Unser erstes Adventskerzlein konnten wir am 28.11. auf Teneriffa anzünden. Fünf Tage haben wir nun hier auf der Insel schon wieder verbracht und sind auch dieses Mal nicht wirklich warm mit ihr geworden. Dafür ist uns auf ihr aber warm geworden. Die Nachttemperatur schwankt hier um die 18 Grad herum. Auf dem Festland waren es zum Schluss nur noch sehr unterkühlte 6 Grad. Am Tage klettert das Thermometer auf bis zu 28 Grad in der Sonne. Einziges Haar in der Wettersuppe ist der Wind, und ich übertreibe nicht, wenn ich ihn hier als stürmisch bezeichne. 

Wer die Kanaren kennt, der weiß, dass man auf den Inseln alle Jahreszeiten mehr oder weniger gleichzeitig erleben kann. Wir sind in der windigen trockenen Sommerzone gelandet. Der Teide, der höchste Berg Spaniens, bietet den Winter, denn er hat bereits eine Schneemütze auf. Im Norden erlebt man momentan den Herbst mit vielen Wolken, die für üppige Regengüsse sorgen. Der Westen ist windabgewandt und damit hochsommerlich. Dieser Teil der Insel gehört den großen All-inclusive-Bettenburgen. 

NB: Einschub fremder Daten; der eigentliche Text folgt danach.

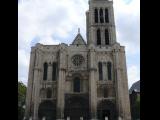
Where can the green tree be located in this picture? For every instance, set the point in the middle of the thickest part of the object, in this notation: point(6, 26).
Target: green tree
point(21, 100)
point(136, 109)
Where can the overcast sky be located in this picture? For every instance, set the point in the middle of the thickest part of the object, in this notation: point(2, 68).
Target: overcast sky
point(57, 21)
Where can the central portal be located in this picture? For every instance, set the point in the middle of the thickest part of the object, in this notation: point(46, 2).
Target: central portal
point(76, 107)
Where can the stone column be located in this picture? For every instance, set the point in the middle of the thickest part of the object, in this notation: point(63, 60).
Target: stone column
point(92, 85)
point(104, 69)
point(61, 80)
point(49, 74)
point(30, 84)
point(36, 85)
point(118, 82)
point(125, 92)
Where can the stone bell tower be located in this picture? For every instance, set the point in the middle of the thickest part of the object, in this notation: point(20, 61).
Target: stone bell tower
point(112, 85)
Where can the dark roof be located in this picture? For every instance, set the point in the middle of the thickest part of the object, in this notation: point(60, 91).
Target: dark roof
point(135, 86)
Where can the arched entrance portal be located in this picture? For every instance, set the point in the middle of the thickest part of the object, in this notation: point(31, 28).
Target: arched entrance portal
point(76, 107)
point(106, 109)
point(47, 109)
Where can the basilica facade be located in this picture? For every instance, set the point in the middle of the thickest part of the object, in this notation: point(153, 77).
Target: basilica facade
point(86, 80)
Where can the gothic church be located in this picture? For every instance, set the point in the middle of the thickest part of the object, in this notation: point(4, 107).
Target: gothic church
point(86, 80)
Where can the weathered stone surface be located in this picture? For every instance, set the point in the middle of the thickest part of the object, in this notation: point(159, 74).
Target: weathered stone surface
point(95, 99)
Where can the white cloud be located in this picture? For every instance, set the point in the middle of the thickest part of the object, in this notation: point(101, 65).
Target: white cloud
point(127, 17)
point(54, 21)
point(133, 74)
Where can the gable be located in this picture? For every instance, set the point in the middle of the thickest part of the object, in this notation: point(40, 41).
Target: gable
point(79, 40)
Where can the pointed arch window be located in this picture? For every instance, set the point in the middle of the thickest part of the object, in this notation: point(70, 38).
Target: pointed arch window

Wie bereits erwähnt, werden wir auf unserem Campingplatz am Montaña Roja (=dt.: roter Berg) ordentlich durchgepustet. Er hat aber auch viele Vorzüge: Strandnähe, Pool, billige Waschmaschine, ordentliche Anzahl an Toiletten und warmen Duschen, ausreichend Klopapier, Hundeverbot, eigene Gaststätte.... Man kann es hier schon aushalten,  wenn man einen sonnigen Stellplatz erwischt. Wir sollen unseren übermorgen wegen einer Reservierung aber wieder eintauschen gegen Schatten und noch mehr Wind . Das passt uns nicht  und wir betrachten dies als Zeichen und notwendigen Schubs, um uns nach La Palma aufzumachen. Die Fähre ist für morgen gebucht und so werden wir uns noch vor Sonnenaufgang auf den kurzen Weg zum Fährhafen machen. Unsere Aufregung und Anspannung ist groß, denn der Vulkan "Stinkender Olaf" hat sein vernichtendes Werk noch nicht beendet. La Palmas Erde bebt noch immer spürbar und Olaf spuckt nach wie vor heißen roten Lavasirup in die Atmosphäre. Keine schönen Aussichten, aber wir können die Füße nun nicht mehr stillhalten. Am Sonntag sind wir 10 Wochen mit dem Womo unterwegs. Das ist schon eine Leistung, die gerne und verdient bewundert werden darf. Auf ca. 8 Quadratmetern Lebensraum wird eine Ehe auf eine interessante Toleranzprobe gestellt. Ich weiß nicht, ob 4 Quadratmeter für jeden von uns beiden noch dem Demeterstandard oder doch schon der Massentierhaltungsgröße entsprechen?! Holger findet auf jeden Fall, dass wir das bis hierhin, trotz kleinerer Blitz-und Donnerschläge, ganz gut gepackt haben. Dem stimme ich zu.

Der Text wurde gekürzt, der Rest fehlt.